What uniquely identifier a message in Kafka?

A

(topic, partition, offset) triple uniquely and persistently identifies a particular message.

25
Q

Why is Kafka fast even if we write data to the disk?

A

Because the writes happening in Kafka are sequential writes and sequential writes are much faster than random writes in disk.

26
Q

For how long are messages of a topic preserved?

A

It is configureable.

27
Q

Is reading of message only one time and one direction?

A

No reading of messages can be n number of times. Consumer can also rewind or skip to a particular offset.

28
Q

Does each partition have an ID?

A

Yes each partition has an ID and it starts from 0 till number of partitions - 1. Lets say if we have 4 partitions then we have [0-3]

29
Q

What will be the replica ID for a partition?

A

Replica ID will be same as broker ID.

30
Q

On which level does the replication happen? Broker, Topic, Parition, Message?

A

Replication happens at partition level.

31
Q

What is leader of partiton?

A

When a partition is created with n replication factor then one replica is assigned the role of a leader replica. The writes and reads for that partition will go to the leader of that partition.

32
Q

What is a message in Kafka?

A

1) A unit of data in Kafka is message.
2) Message with same key are written to same partition.
3)

33
Q

What happens if key is null?

A

If key is null then Kafka will send it randomly to all partitions in load balanced way to make sure partitions are equally loaded.

34
Q

What is the role of key in Kafka?

A

The role of key is only to decide the partition and after that there is no role of key.

35
Q

Which are important configuration in zookeeper?

A

dataDir=path
Where zookeeper will store metadata about cluster, topics and such
clientPort=port
Brokers will connect with zookeeper using this port

36
Q

Replication count is restricted by which value?

A

Replication count is restricted by broker count.

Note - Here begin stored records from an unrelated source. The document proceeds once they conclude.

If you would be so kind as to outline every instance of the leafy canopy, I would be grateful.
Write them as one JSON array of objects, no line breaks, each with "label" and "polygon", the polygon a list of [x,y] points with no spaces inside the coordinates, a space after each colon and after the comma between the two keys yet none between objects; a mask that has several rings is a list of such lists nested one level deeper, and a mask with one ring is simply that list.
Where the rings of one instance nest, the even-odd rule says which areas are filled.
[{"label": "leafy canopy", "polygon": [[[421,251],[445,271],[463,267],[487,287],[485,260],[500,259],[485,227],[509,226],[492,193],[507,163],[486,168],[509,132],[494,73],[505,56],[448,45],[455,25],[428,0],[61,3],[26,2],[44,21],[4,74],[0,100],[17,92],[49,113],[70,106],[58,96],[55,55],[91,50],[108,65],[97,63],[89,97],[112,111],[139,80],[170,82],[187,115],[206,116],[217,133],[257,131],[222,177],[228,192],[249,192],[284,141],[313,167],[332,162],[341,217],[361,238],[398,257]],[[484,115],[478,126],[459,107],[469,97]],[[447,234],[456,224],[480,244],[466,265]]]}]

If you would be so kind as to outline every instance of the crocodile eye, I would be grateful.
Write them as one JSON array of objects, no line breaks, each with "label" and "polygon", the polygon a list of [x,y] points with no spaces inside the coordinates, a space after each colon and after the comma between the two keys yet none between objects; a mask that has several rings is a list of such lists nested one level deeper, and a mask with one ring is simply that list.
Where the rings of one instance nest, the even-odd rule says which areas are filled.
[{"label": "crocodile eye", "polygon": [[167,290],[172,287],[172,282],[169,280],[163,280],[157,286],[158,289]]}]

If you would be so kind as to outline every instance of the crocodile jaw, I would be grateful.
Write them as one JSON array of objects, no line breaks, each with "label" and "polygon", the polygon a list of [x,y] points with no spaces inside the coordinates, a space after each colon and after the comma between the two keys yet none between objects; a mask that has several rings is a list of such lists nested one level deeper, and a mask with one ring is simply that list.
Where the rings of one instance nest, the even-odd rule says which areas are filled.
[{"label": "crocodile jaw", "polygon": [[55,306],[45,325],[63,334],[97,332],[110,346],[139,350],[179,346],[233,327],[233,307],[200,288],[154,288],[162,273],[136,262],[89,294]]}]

You cannot have more replication count than broker count.

37
Q

How to create cluster of Kafka?

A

All the brokers that connect to same zookeeper will be part of same cluster.

38
Q

Basic of Kafka cluster and controller?

A

In a Kafka cluster, one broker is assigned role of Controller. Controller is responsible for administrative operations.

39
Q

What are responsibilities of Controller node of cluster?

A

Controller node does administrative jobs like:

1) Assigning partitions to brokers
2) Monitoring brokers for failure in cluster

40
Q

Types of Kafka Clusters

A

1) Single node - Single Broker
2) Single Node - Multiple Broker
3) Multiple Node - Multiple Broker

41
Q

Kafka can be used in how many perspectives?

A

1) Stream Processing System
2) Near Real time system
3) Offline-Processing system/Batch processing

42
Q

Can consumer also be a producer ?

A

Yes. They can be different components of a service.